Atomic Mass: 18.998404 amu (atomic mass units)

Melting Point: minus 219.62 C (53.530006 K, minus 363.31598 F)

Boiling Point: minus 188.14 C (85.01 K, minus 306.652 F)

Number of Protons: 9

Number of Electrons: 9

Number of Neutrons: 10

Classification: Non Metal

Group Name: Halogen

Crystal Structure: Cubic

Density @ 293 K: 0.001696 grams per cubic centimeter

Color: Green

The compound fluorspar was mentioned by Georigius Agricola in1527 as being used as a flux and the name fluorine comes from the Latin "fluere" meaning flow or flux. The next mention of a fluorine compound was in 1670 when a description of glass etching was made which used fluorspar treated with acid.

Chemists had a problem producing the element as it is so reactive no other element could replace it in a compound. George Gore produced a small amount by electrolysis in 1869 but it immediately reacted with the hydrogen being released at the other electrode and his equipment exploded.

The first successful non-explosive production of the pure element was made by the French chemist Ferdinand Frederic Henri Moissan in 1886. He isolated the fluorine gas from the hydrogen gas in when he used electrolysis on potassium fluoride and hydrofluoric acid. The equipment used by Moissan was made entirely out of platinum. His achievement was rewarded with the Noble Prize for Chemistry in 1906.

Fluorine will react with just about any other chemical even water will burn in the gas. It will form compounds with the noble gases xenon, krypton and radon which were previously thought to be inert. The gas is highly toxic.
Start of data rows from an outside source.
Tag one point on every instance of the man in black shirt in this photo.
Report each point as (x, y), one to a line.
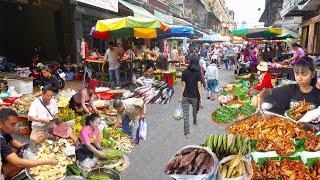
(49, 79)
(12, 164)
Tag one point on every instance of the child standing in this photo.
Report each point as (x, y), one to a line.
(212, 76)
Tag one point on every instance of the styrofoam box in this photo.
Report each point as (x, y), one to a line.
(23, 87)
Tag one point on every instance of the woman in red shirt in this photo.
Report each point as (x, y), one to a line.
(264, 79)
There is one stable isotope fluorine-19 as well as fifteen unstable isotopes. Fluorine-15 has the shortest half life at 45.71 ento-seconds (an ento-second is ten to the power of minus 21 of a second).

Industrial production of fluorine was not required until the Second World War. The development of the atomic bomb required separation of the isotopes of uranium. Uranium hexafluoride was used for this separation so industrial production of the gas was required. In addition to the fractioning of uranium for the nuclear industry fluorine compounds have a number of uses.

* Fluorides are added to some water supplies to prevent tooth decay. They are also included in toothpastes.

* Hydrofluoric acid it used to etch the glass used in light bulb manufacture.

* Fluoro-chloro hydrocarbons were used extensively in refrigeration and air conditioning units as well as aerosol cans. These chemicals have an adverse effect on the ozone layer so their use is being discontinued.